A continuation of the first half of the television broadcast was released as a theatrical film on December 20, 2008, and concluded with a "To be continued" intertitle for the second half of the television series. The film was produced simultaneously with the television series and concluded production in November 2008. The film was released on DVD in standard and special editions on May 29, 2009, charting at #29 on the Oricon Weekly DVD Charts.
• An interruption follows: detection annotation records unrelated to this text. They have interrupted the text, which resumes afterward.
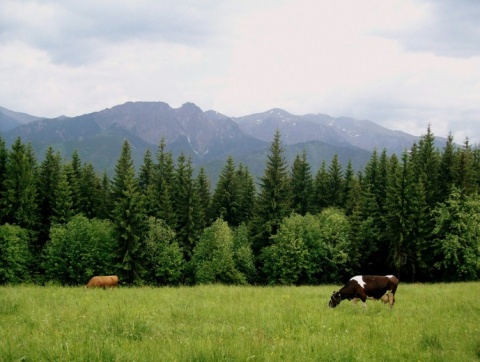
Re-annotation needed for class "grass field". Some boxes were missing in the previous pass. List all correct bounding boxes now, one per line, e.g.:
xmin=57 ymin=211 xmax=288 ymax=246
xmin=0 ymin=283 xmax=480 ymax=362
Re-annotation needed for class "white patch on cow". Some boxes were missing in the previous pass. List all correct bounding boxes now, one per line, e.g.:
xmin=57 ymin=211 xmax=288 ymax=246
xmin=350 ymin=275 xmax=366 ymax=289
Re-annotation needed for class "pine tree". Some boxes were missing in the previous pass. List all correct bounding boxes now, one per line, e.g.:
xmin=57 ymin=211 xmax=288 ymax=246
xmin=439 ymin=132 xmax=456 ymax=202
xmin=138 ymin=148 xmax=154 ymax=194
xmin=210 ymin=156 xmax=240 ymax=226
xmin=291 ymin=151 xmax=313 ymax=215
xmin=237 ymin=164 xmax=257 ymax=224
xmin=454 ymin=139 xmax=477 ymax=195
xmin=112 ymin=140 xmax=145 ymax=284
xmin=78 ymin=164 xmax=102 ymax=219
xmin=249 ymin=130 xmax=291 ymax=256
xmin=312 ymin=160 xmax=328 ymax=213
xmin=37 ymin=147 xmax=61 ymax=245
xmin=1 ymin=138 xmax=38 ymax=238
xmin=68 ymin=150 xmax=82 ymax=214
xmin=150 ymin=138 xmax=177 ymax=229
xmin=51 ymin=167 xmax=73 ymax=224
xmin=326 ymin=154 xmax=345 ymax=207
xmin=174 ymin=153 xmax=202 ymax=261
xmin=195 ymin=167 xmax=210 ymax=230
xmin=98 ymin=171 xmax=113 ymax=219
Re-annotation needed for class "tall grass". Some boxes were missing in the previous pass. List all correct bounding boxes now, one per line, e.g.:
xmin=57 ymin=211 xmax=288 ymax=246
xmin=0 ymin=283 xmax=480 ymax=361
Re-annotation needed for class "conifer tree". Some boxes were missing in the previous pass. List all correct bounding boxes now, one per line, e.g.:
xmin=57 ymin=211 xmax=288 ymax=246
xmin=210 ymin=156 xmax=240 ymax=226
xmin=326 ymin=154 xmax=345 ymax=208
xmin=112 ymin=140 xmax=146 ymax=284
xmin=174 ymin=153 xmax=202 ymax=261
xmin=0 ymin=136 xmax=8 ymax=211
xmin=147 ymin=138 xmax=177 ymax=230
xmin=313 ymin=160 xmax=328 ymax=213
xmin=77 ymin=163 xmax=102 ymax=219
xmin=291 ymin=151 xmax=313 ymax=215
xmin=249 ymin=130 xmax=291 ymax=255
xmin=1 ymin=138 xmax=38 ymax=238
xmin=51 ymin=167 xmax=73 ymax=224
xmin=438 ymin=132 xmax=456 ymax=202
xmin=68 ymin=150 xmax=82 ymax=214
xmin=98 ymin=171 xmax=113 ymax=219
xmin=236 ymin=164 xmax=257 ymax=225
xmin=37 ymin=147 xmax=61 ymax=245
xmin=454 ymin=139 xmax=477 ymax=195
xmin=138 ymin=148 xmax=154 ymax=194
xmin=195 ymin=167 xmax=210 ymax=230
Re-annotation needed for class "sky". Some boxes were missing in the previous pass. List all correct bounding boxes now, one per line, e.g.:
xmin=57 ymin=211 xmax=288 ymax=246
xmin=0 ymin=0 xmax=480 ymax=144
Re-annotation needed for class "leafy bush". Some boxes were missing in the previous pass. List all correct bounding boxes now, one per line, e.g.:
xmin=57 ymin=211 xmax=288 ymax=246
xmin=190 ymin=219 xmax=246 ymax=284
xmin=44 ymin=215 xmax=116 ymax=285
xmin=0 ymin=224 xmax=32 ymax=284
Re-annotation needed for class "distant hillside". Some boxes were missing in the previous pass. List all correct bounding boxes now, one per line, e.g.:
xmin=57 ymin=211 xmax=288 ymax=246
xmin=0 ymin=102 xmax=436 ymax=183
xmin=0 ymin=107 xmax=42 ymax=132
xmin=235 ymin=108 xmax=418 ymax=154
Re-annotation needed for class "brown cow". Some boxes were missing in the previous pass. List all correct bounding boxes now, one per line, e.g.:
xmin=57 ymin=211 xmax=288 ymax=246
xmin=85 ymin=275 xmax=118 ymax=289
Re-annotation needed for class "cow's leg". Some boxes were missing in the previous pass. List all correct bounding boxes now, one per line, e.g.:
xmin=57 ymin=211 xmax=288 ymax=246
xmin=388 ymin=291 xmax=395 ymax=309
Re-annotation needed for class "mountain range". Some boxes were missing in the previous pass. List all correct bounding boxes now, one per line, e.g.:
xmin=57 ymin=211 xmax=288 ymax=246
xmin=0 ymin=102 xmax=436 ymax=183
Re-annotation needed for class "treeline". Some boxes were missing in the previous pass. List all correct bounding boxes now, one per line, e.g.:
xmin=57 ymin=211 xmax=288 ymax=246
xmin=0 ymin=128 xmax=480 ymax=285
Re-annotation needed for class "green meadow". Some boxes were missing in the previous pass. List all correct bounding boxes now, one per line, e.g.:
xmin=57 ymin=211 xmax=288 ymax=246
xmin=0 ymin=282 xmax=480 ymax=362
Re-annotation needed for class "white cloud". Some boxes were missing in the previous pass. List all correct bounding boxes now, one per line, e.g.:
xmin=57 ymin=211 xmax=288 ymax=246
xmin=0 ymin=0 xmax=480 ymax=142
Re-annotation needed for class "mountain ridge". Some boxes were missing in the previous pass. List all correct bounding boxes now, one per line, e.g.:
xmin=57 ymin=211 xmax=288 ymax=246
xmin=0 ymin=102 xmax=436 ymax=179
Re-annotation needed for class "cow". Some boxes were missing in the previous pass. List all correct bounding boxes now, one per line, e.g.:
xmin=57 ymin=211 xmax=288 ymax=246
xmin=328 ymin=275 xmax=399 ymax=308
xmin=85 ymin=275 xmax=118 ymax=289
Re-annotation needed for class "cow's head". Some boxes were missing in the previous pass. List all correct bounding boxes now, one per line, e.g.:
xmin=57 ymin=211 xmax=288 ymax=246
xmin=328 ymin=292 xmax=342 ymax=308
Russell Edwards from Variety called some of the secondary plot points "ridiculous", but found the actors likeable.

===Video games===

A video game adaptation titled Akai Ito DS (赤い糸DS) was produced by Alchemist released on the Nintendo DS on December 25, 2008. The game was first announced on October 14, 2008, and is a visual novel dating simulation where the player takes control of Mei's choices while navigating through the story.

A sequel, titled Akai Ito Destiny DS, was released on the Nintendo DS on March 26, 2009. The limited edition sold by Animate came with a drama CD featuring Jun Fukuyama, Hiroki Takahashi, and Tomokazu Sugita, the voice actors of Atsushi, Natsuki, and Kaito.